Background
"We hate mandatory-completion training, but manager training we need" — the structural dilemma of IT/gaming.
Major Game Development Studio
Rapid organizational growth at a major game studio meant individual contributors were suddenly promoted to managers. In a workforce dominated by developers, designers, and planners, "training handed down from above" triggered resistance. The structural challenge: employees rejected mandatory training but acknowledged the need for management skills.
In IT/gaming's autonomous culture, mandating completion backfired. "Another training?" resistance risked becoming rejection of learning itself.
Solution
Capability diagnosis + five reflection missions + peer sharing.
Major Game Development Studio
Approximately 20 leadership courses were designed as a 2-month program, but with a participation-focused rather than completion-mandated structure. After distributing competency diagnostic reports, 5 self-reflection missions were submitted as comments on the social board.

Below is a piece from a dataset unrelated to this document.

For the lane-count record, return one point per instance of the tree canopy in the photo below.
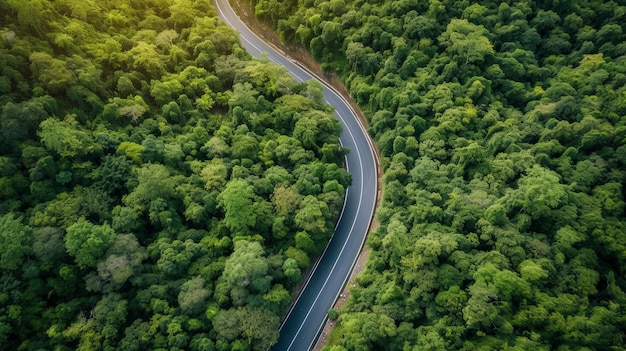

Self-reflection missions and peer sharing were combined, focusing on "participation" rather than "completion." Reading and reacting to colleagues' reflections created mutual learning effects. The 2-3 month camp-style format preserved autonomy while maintaining learning density.
Results
Self-reflection + peer sharing fits professional-culture norms.
Major Game Development Studio
The participation-based design secured buy-in from technical managers. High participation was achieved despite no completion mandate — self-reflection plus peer sharing proved compatible with professional cultures.
Social board reflections functioned as a mutual learning forum, enabling depth of learning impossible in one-way training. However, measuring actual leadership competency improvement requires separate assessment.
Insight
Forcing mandatory completion backfires in IT and gaming.
Major Game Development Studio
In IT/gaming, enforcing mandatory completion backfires. This case confirms the observation that participatory design with self-reflection missions and peer sharing raises acceptance among professional managers. However, the precondition for this approach is psychological safety in the organization — trust that sharing self-reflection content will not result in penalties.